Macroeconomics was developed in, and for, the industrialized countries. Theory and policy were both concerned with how monetary and fiscal policies should be used in those economies and what might be expected of such policies in terms of attaining full employment, controlling inflation or stabilizing economic activity. This corpus of knowledge, with its competing schools of thought, is sought to be used in developing countries and without any significant modification. It is by no means clear that such application is either justified or appropriate.
The object of this essay is to analyse the differences between the economies of industrialized countries and developing countries, which have important implications for macroeconomics in terms of theory and policy. Such differences shape not only the descriptive but also the analytical and the prescriptive dimensions of macroeconomics in developing countries. And, even if the foundations of macroeconomics are the same, a recognition of these differences is essential for an understanding of reality in the context of developing countries.
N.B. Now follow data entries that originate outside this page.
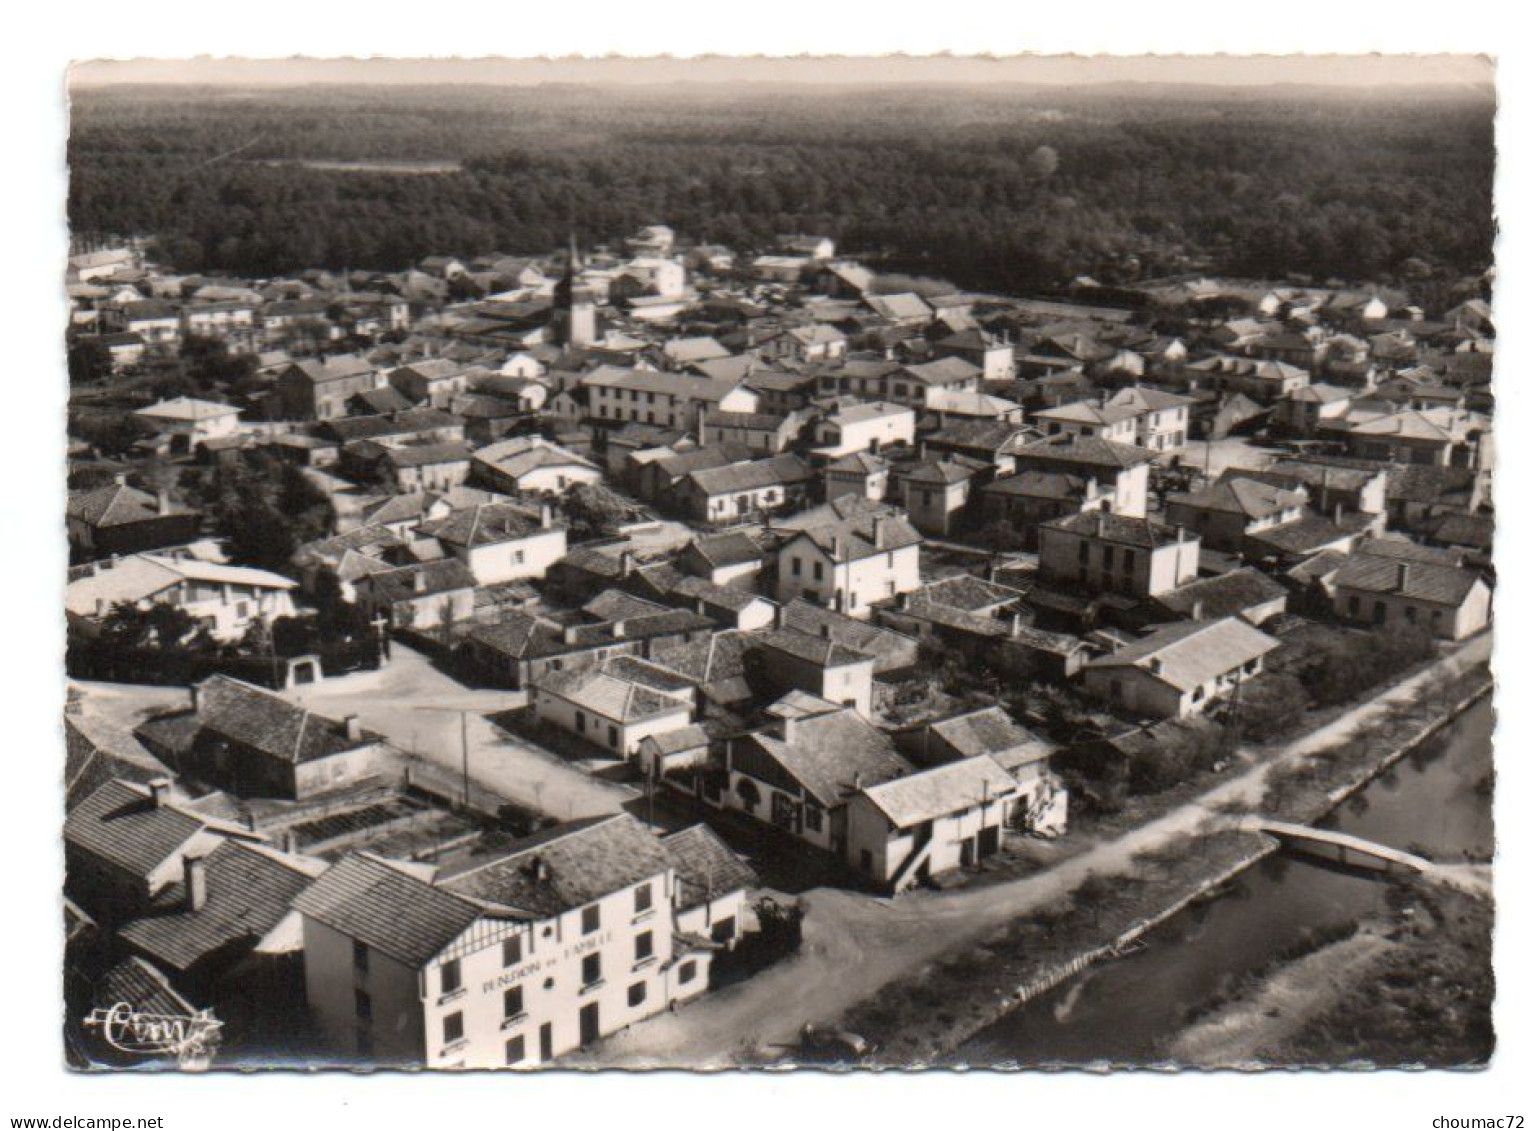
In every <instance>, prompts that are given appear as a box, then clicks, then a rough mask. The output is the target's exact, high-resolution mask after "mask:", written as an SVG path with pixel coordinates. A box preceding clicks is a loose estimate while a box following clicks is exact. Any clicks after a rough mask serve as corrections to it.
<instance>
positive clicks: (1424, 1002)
mask: <svg viewBox="0 0 1535 1131" xmlns="http://www.w3.org/2000/svg"><path fill="white" fill-rule="evenodd" d="M1392 902H1394V907H1392V913H1391V915H1389V916H1377V918H1372V919H1368V921H1365V922H1362V924H1360V927H1358V930H1357V932H1355V933H1352V935H1351V936H1348V938H1343V939H1337V941H1334V942H1329V944H1326V945H1323V947H1320V948H1317V950H1314V951H1311V953H1308V955H1305V956H1300V958H1296V959H1292V961H1288V962H1283V964H1280V965H1279V967H1277V968H1274V970H1268V971H1262V973H1257V974H1254V976H1253V978H1249V979H1246V982H1243V985H1242V987H1240V988H1239V990H1237V991H1234V993H1233V994H1231V996H1230V999H1228V1001H1226V1002H1223V1004H1220V1005H1219V1007H1216V1008H1214V1010H1211V1011H1210V1013H1208V1014H1205V1016H1202V1017H1200V1019H1199V1021H1196V1022H1193V1024H1191V1025H1190V1027H1188V1028H1187V1030H1183V1031H1182V1033H1179V1034H1177V1036H1176V1037H1174V1039H1173V1040H1170V1042H1168V1044H1167V1059H1168V1060H1171V1062H1176V1063H1183V1065H1194V1067H1210V1068H1213V1067H1253V1068H1262V1067H1279V1068H1312V1067H1380V1068H1398V1067H1428V1068H1455V1067H1474V1065H1483V1063H1486V1062H1487V1059H1489V1057H1490V1056H1492V1047H1494V1033H1492V991H1494V978H1492V904H1490V902H1489V901H1486V899H1481V898H1475V896H1471V895H1466V893H1463V892H1454V890H1443V889H1438V890H1428V889H1420V887H1406V885H1405V887H1401V889H1398V890H1397V898H1395V899H1394V901H1392Z"/></svg>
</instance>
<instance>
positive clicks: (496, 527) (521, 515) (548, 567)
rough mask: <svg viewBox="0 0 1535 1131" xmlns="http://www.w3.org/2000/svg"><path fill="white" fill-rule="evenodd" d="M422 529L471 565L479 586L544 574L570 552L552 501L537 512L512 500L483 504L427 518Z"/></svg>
mask: <svg viewBox="0 0 1535 1131" xmlns="http://www.w3.org/2000/svg"><path fill="white" fill-rule="evenodd" d="M418 533H419V534H422V536H424V537H431V539H436V540H437V542H441V543H442V546H444V548H445V549H447V551H448V552H450V554H453V557H456V559H459V560H461V562H462V563H464V565H467V566H468V568H470V572H471V574H474V582H476V585H499V583H500V582H516V580H519V579H523V577H543V574H545V572H546V571H548V568H550V566H551V565H554V563H556V562H559V560H560V559H562V557H565V528H563V526H559V525H556V523H554V520H553V513H551V511H550V508H548V506H546V505H545V506H540V508H539V514H537V517H534V516H531V514H528V513H527V511H525V509H522V508H520V506H513V505H511V503H477V505H474V506H465V508H464V509H459V511H453V513H451V514H448V516H447V517H445V519H436V520H433V522H424V523H421V526H419V528H418Z"/></svg>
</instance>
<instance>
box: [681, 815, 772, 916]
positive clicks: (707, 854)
mask: <svg viewBox="0 0 1535 1131" xmlns="http://www.w3.org/2000/svg"><path fill="white" fill-rule="evenodd" d="M662 852H663V853H666V859H668V861H671V866H672V869H674V870H675V872H677V882H678V887H680V889H682V890H680V896H682V899H680V901H678V910H688V908H689V907H697V905H700V904H703V902H708V901H709V899H718V898H720V896H723V895H729V893H731V892H746V890H751V889H754V887H757V885H758V884H760V882H761V881H760V879H758V878H757V873H755V872H754V870H752V867H751V866H749V864H748V862H746V861H743V859H741V858H740V856H737V855H735V853H734V852H731V849H729V846H728V844H726V842H725V841H721V839H720V838H718V836H717V835H715V833H714V830H712V829H709V826H706V824H694V826H688V827H686V829H680V830H677V832H674V833H671V835H669V836H663V838H662Z"/></svg>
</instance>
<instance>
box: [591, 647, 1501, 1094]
mask: <svg viewBox="0 0 1535 1131" xmlns="http://www.w3.org/2000/svg"><path fill="white" fill-rule="evenodd" d="M1490 654H1492V641H1490V637H1487V635H1483V637H1478V638H1477V640H1474V641H1471V643H1469V645H1466V646H1464V648H1461V649H1460V651H1457V652H1454V654H1452V655H1449V657H1446V658H1443V660H1440V661H1438V663H1435V664H1432V666H1431V668H1426V669H1424V671H1421V672H1418V674H1417V675H1414V677H1411V678H1408V680H1403V681H1401V683H1398V684H1395V686H1392V688H1389V689H1388V691H1385V692H1382V694H1380V695H1377V697H1375V698H1372V700H1369V701H1366V703H1362V704H1358V706H1355V707H1352V709H1351V711H1348V712H1345V714H1343V715H1340V717H1339V718H1335V720H1334V721H1331V723H1328V724H1326V726H1323V727H1320V729H1319V730H1314V732H1312V734H1308V735H1305V737H1302V738H1299V740H1296V741H1294V743H1289V744H1288V746H1286V747H1285V749H1283V750H1282V752H1279V753H1277V755H1274V757H1271V758H1268V760H1265V761H1263V763H1262V764H1259V766H1254V767H1253V769H1249V770H1246V772H1243V773H1240V775H1239V777H1236V778H1231V780H1228V781H1225V783H1222V784H1219V786H1216V787H1213V789H1210V790H1208V792H1207V793H1203V795H1202V796H1199V798H1196V800H1193V801H1190V803H1187V804H1183V806H1179V807H1177V809H1174V810H1171V812H1170V813H1167V815H1164V816H1160V818H1157V819H1153V821H1148V823H1147V824H1144V826H1141V827H1137V829H1133V830H1130V832H1127V833H1124V835H1122V836H1117V838H1114V839H1111V841H1105V842H1102V844H1098V846H1094V847H1091V849H1088V850H1085V852H1082V853H1079V855H1076V856H1071V858H1068V859H1065V861H1062V862H1061V864H1056V866H1053V867H1050V869H1047V870H1044V872H1039V873H1035V875H1032V876H1025V878H1022V879H1016V881H1013V882H1008V884H998V885H990V887H985V889H976V890H956V892H942V893H929V892H919V893H913V895H906V896H901V898H898V899H873V898H869V896H867V895H858V893H852V892H844V890H838V889H817V890H814V892H809V893H807V895H806V896H804V898H803V899H804V904H806V908H807V915H806V918H804V942H803V945H801V950H800V953H797V955H795V956H792V958H791V959H786V961H783V962H778V964H777V965H774V967H769V968H768V970H764V971H761V973H760V974H757V976H755V978H752V979H751V981H748V982H743V984H740V985H732V987H726V988H723V990H720V991H717V993H711V994H708V996H706V997H703V999H700V1001H698V1002H695V1004H692V1005H689V1007H688V1008H686V1010H682V1011H680V1013H675V1014H668V1016H662V1017H655V1019H652V1021H648V1022H646V1024H645V1025H639V1027H635V1028H631V1030H628V1031H626V1033H620V1034H617V1036H614V1037H611V1039H608V1040H605V1042H603V1044H602V1045H600V1047H599V1048H596V1050H593V1051H591V1053H586V1054H582V1056H574V1057H569V1060H571V1062H573V1063H602V1065H648V1067H694V1068H698V1067H711V1065H712V1067H723V1065H729V1063H732V1060H734V1059H735V1056H734V1054H735V1053H737V1051H738V1050H741V1048H743V1047H769V1045H780V1044H781V1045H787V1044H791V1042H792V1040H794V1039H795V1034H797V1033H798V1028H800V1027H801V1025H803V1024H804V1022H807V1021H815V1022H829V1021H834V1019H837V1017H840V1016H841V1014H843V1013H844V1011H846V1010H849V1008H852V1007H853V1005H857V1004H858V1002H861V1001H866V999H869V997H870V996H873V994H875V993H876V991H878V990H880V988H881V987H884V985H887V984H889V982H892V981H895V979H898V978H906V976H910V974H913V973H915V971H918V970H919V968H921V967H923V965H926V964H927V962H932V961H933V959H936V958H939V956H942V955H946V953H949V951H953V950H958V948H962V947H966V945H967V944H972V942H976V941H979V939H981V938H984V936H985V935H989V933H992V932H995V930H996V928H999V927H1001V925H1002V924H1005V922H1008V921H1012V919H1016V918H1019V916H1022V915H1028V913H1032V912H1036V910H1039V908H1042V907H1045V905H1048V904H1050V902H1051V901H1055V899H1058V898H1061V896H1064V895H1067V893H1068V892H1071V890H1073V889H1075V887H1078V885H1079V884H1081V882H1082V881H1084V879H1085V878H1087V876H1088V875H1090V873H1096V875H1105V873H1108V875H1113V873H1125V872H1130V870H1131V869H1133V867H1134V856H1136V855H1139V853H1142V852H1147V850H1153V849H1156V847H1159V846H1164V844H1167V842H1168V841H1171V839H1174V838H1179V836H1185V835H1190V833H1196V832H1200V830H1202V829H1205V827H1210V826H1211V824H1214V823H1220V824H1225V823H1228V821H1230V810H1231V809H1233V807H1236V806H1246V807H1248V809H1253V807H1256V806H1257V804H1259V803H1260V801H1262V798H1263V793H1265V790H1266V783H1268V777H1269V773H1271V772H1274V769H1276V767H1280V766H1289V764H1294V763H1299V761H1302V760H1303V758H1306V757H1309V755H1312V753H1315V752H1317V750H1320V749H1325V747H1328V746H1332V744H1335V743H1339V741H1342V740H1343V738H1348V737H1349V735H1351V734H1352V732H1354V730H1357V729H1360V727H1365V726H1368V724H1369V723H1372V721H1374V720H1375V718H1378V717H1380V715H1383V714H1385V712H1386V711H1389V707H1391V706H1392V704H1394V703H1397V701H1405V700H1409V698H1411V697H1412V695H1414V694H1415V692H1417V691H1418V689H1421V688H1426V686H1432V684H1435V683H1441V681H1449V680H1451V678H1454V677H1457V675H1460V674H1461V672H1464V671H1467V669H1471V668H1472V666H1475V664H1478V663H1486V660H1487V658H1489V657H1490Z"/></svg>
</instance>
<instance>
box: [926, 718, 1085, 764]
mask: <svg viewBox="0 0 1535 1131" xmlns="http://www.w3.org/2000/svg"><path fill="white" fill-rule="evenodd" d="M932 730H933V734H936V735H938V737H939V738H942V740H944V741H946V743H949V746H952V747H953V749H955V750H958V752H959V755H961V757H964V758H973V757H976V755H982V753H984V755H989V757H990V758H992V760H993V761H995V763H996V764H998V766H1001V767H1002V769H1004V770H1015V769H1018V767H1019V766H1027V764H1030V763H1036V761H1042V760H1045V758H1048V757H1050V753H1051V750H1055V746H1053V744H1051V743H1047V741H1045V740H1042V738H1039V735H1036V734H1033V732H1032V730H1028V729H1027V727H1022V726H1019V724H1018V723H1015V721H1013V720H1012V718H1010V717H1008V714H1007V712H1005V711H1002V709H1001V707H981V709H979V711H970V712H966V714H964V715H955V717H952V718H944V720H939V721H938V723H932Z"/></svg>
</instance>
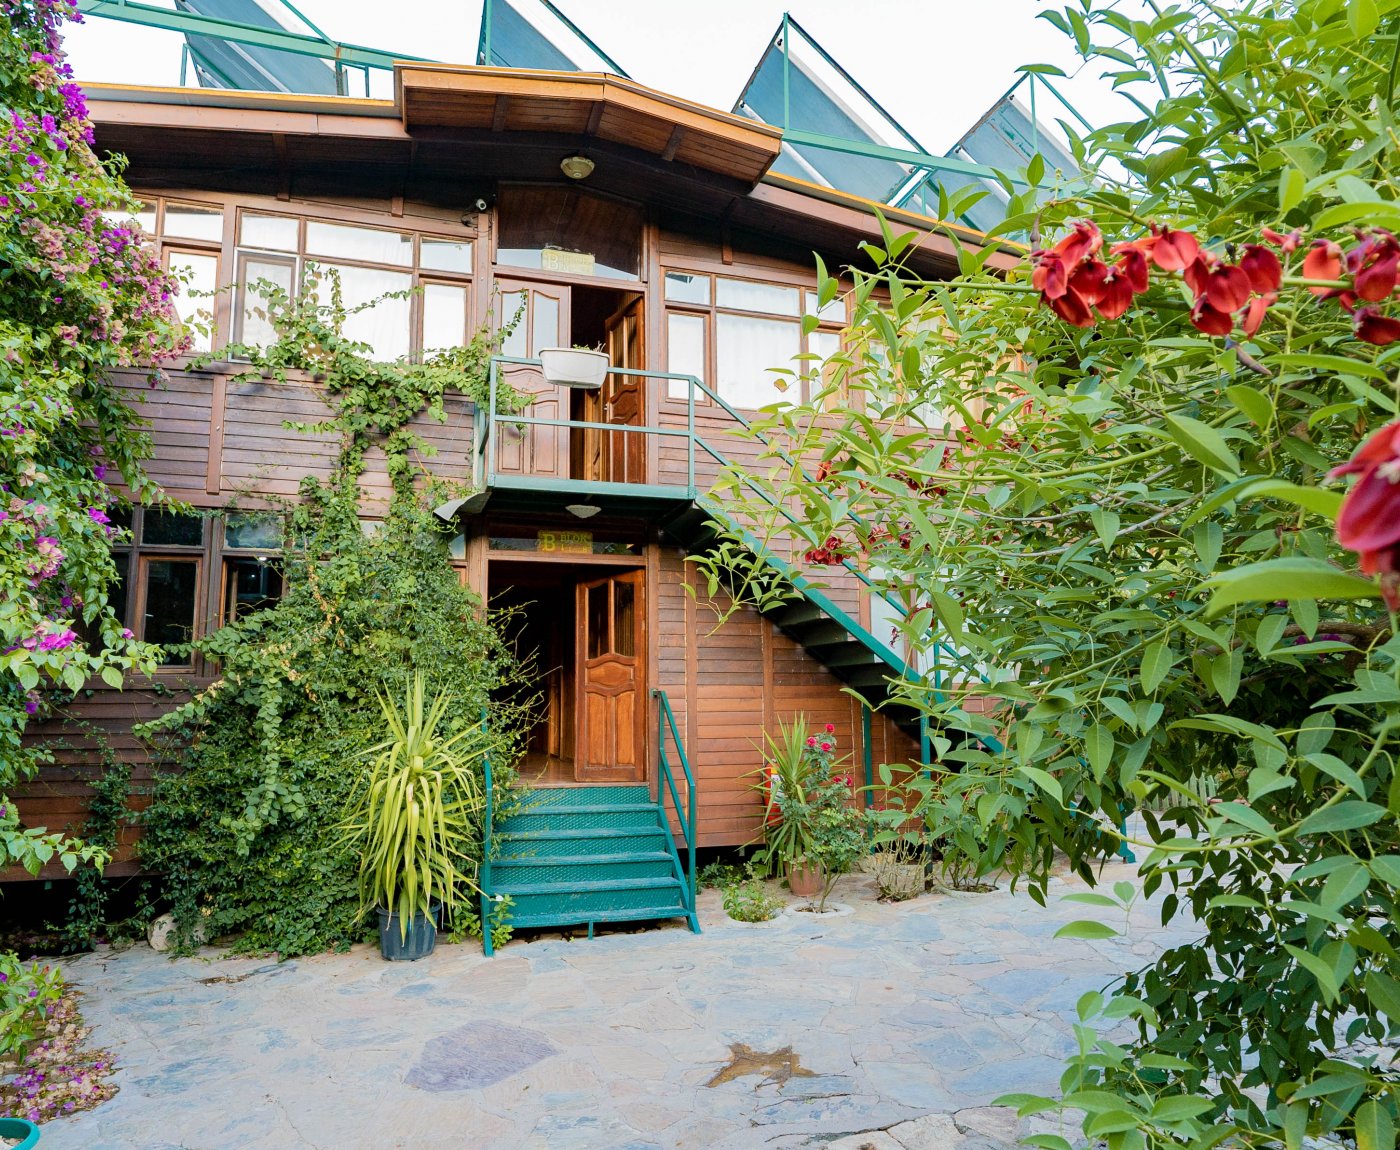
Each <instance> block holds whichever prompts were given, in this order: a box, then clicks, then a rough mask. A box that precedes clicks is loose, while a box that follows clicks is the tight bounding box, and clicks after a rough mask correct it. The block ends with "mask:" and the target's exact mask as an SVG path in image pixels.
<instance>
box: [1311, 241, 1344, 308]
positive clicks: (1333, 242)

The structure of the essay is as follows. Section 1 suggests that it is the institutional setting, rather than the analytical structure of models, which explains the determinants of causation in macroeconomics. Section 2 explores the differences in the structural characteristics of developing economies as compared with industrialized economies. Section 3 considers the differences in macroeconomic objectives and examines why the range and reach of macroeconomic policies is different in the two sets of countries. Section 4 shows that the relative importance of trade-offs in macroeconomics depends on the institutional context, and analyses why the process of macroeconomic adjustment in developing countries, conditioned by their structural characteristics, might turn out to be very different from that in industrialized countries. Section 5 argues that the distinction between short-run macroeconomic models and long-term growth models is not quite appropriate in the context of developing countries where macroeconomic constraints on growth straddle time horizons. Section 6 concludes.
1. Institutional setting
It is widely recognized that developing economies are significantly different from industrialized economies. Yet, the macroeconomic models used, in terms of analytical constructs, typically follow a similar classification: classical, Keynesian and monetarist. The consensus among economists, much like fashion, has changed over time. The Keynesian consensus vanished, largely because the focus shifted from unemployment to inflation,1 but the shift was attributable, in small part, to the difficulties in reconciling the Keynesian worldview with behavioural hypotheses about households and firms in standard microeconomic analysis. The increasing focus on inflation and growth also shifted focus from aggregate demand to aggregate supply. This led to the emergence of supply-side economics, which argued for reducing public investment in the hope of stimulating private investment through incentives such as tax-cuts. Thereafter, for some time, the monetarist tradition became the ruling orthodoxy in macroeconomics. It stressed the importance of monetary aggregates and justified a natural rate of unemployment. But in most quarters there is now a consensus that monetarism too failed.
Neo-classical and neo-Keynesian models each had their day in the sun. The former constructed macroeconomic theories based on standard neo-classical assumptions of methodological individualism. Hence, neo-classical analysis emphasized the role of rational expectations, using representative agent models. As a result, it ignored the fundamental Keynesian distinction between households as savers and firms as investors. Neo-classical theorizing was premised on the idea that markets always cleared. Thereby it assumed away the problem of unemployment. What is more, it ignored the theory and evidence on market imperfections, asymmetric information and economic irrationalities. Neo-Keynesian analysis attempted to redefine microeconomics so as to make it consistent with macroeconomic observations. These models sought to focus on wage-price rigidities, but such theoretical explanations for rigidities were little better than the ad hoc models that they were intended to replace.